Bei der »zweiten Offizin« handelt es sich nach Ansicht der ABDA um einen Betriebsraum einer öffentlichen Apotheke, für den die Anforderungen nach der Apothekenbetriebsordnung (ApBetrO) grundsätzlich Anwendung finden. Wie schon heute beim Versandhandel soll laut Entwurf der Grundsatz der »Einheit der Betriebsräume« ausnahmsweise nicht gelten. Die ABDA wünscht sich eine entsprechende Klarstellung, dass die »zweite Offizin« und die entsprechenden Lagerräume »in angemessener Nähe zu den übrigen Betriebsräumen der Apotheke liegen müssen«.
Denn notfalls müsse der Patient aus der Hauptapotheke umfassend versorgt werden können. »Wir lehnen eine überregionale Versorgung von in der Notdienstpraxis behandelten Patientinnen und Patienten durch unter Umständen weit entfernt ansässige Anbieter ab, weil dadurch die Arzneimittelversorgung dieser Patientinnen und Patienten auf das Niveau des Versandhandels degradiert werden würde«, heißt es in der Stellungnahme.

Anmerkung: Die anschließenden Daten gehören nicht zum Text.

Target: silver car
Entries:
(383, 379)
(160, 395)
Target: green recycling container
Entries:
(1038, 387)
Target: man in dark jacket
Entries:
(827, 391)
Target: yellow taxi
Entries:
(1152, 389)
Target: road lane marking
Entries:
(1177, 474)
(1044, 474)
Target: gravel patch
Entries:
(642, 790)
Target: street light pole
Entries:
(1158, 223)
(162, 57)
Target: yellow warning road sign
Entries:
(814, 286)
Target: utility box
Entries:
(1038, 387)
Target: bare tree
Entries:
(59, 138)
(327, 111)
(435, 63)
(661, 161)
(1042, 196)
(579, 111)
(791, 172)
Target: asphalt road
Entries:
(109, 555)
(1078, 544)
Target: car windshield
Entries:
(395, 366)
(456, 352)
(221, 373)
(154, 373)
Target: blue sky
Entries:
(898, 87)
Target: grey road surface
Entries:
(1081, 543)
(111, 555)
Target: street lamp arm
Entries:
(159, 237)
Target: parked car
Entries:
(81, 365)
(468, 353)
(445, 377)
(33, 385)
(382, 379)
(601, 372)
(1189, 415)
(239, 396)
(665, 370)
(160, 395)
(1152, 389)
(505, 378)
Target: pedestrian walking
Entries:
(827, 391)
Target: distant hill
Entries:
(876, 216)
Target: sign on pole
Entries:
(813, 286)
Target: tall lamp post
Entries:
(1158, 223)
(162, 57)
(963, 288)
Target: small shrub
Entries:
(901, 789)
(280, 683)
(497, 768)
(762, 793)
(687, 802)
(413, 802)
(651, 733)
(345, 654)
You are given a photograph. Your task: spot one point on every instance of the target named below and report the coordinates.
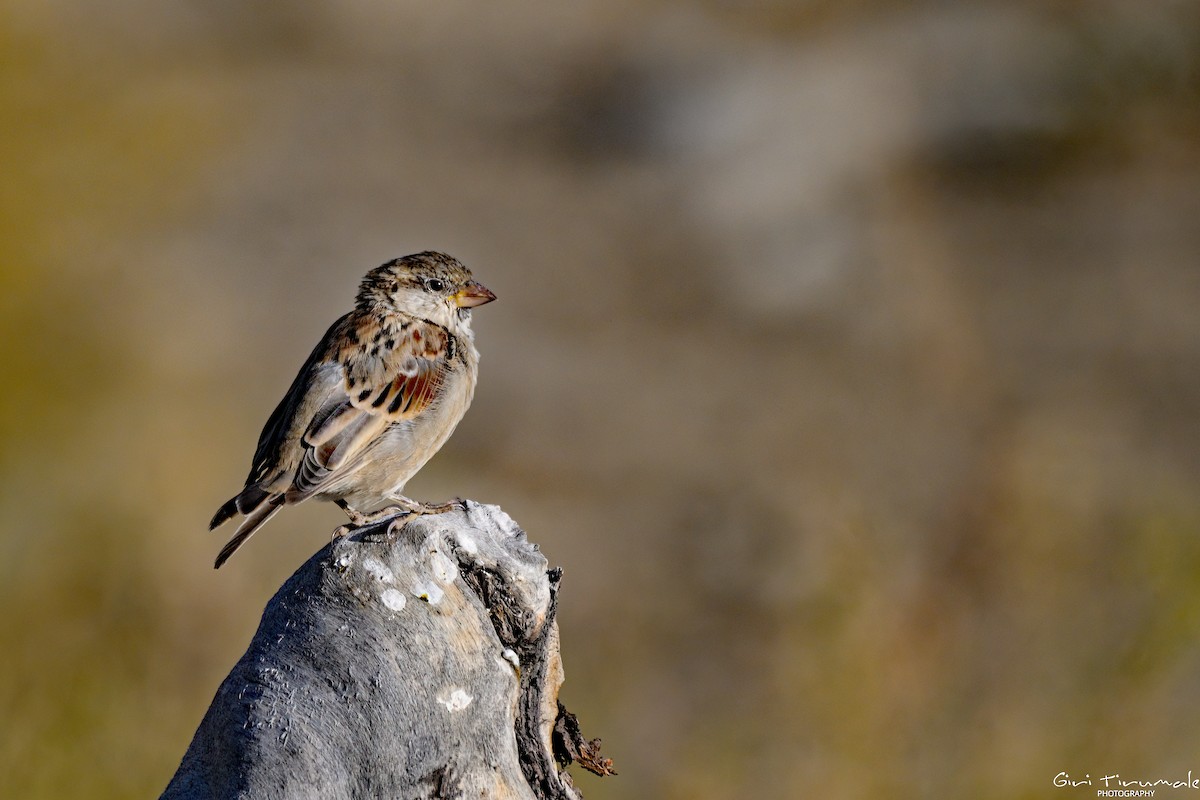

Die ABDA befürchtet grundsätzlich die Bildung von »Parallelstrukturen«, die auch noch mit Mitteln des Nacht- und Notdienstfonds (NNF) finanziert werden sollen. Zudem würden die zum Notdienst eingeteilten Apotheken wirtschaftlich geschwächt, wenn Patientinnen und Patienten zukünftig die Notfallzentren in Anspruch nehmen könnten. Die Standesvertretung fordert konkrete Regelungen zur Finanzierung dieses Pauschalzuschusses und eindeutige Leitplanken für die Abwicklung.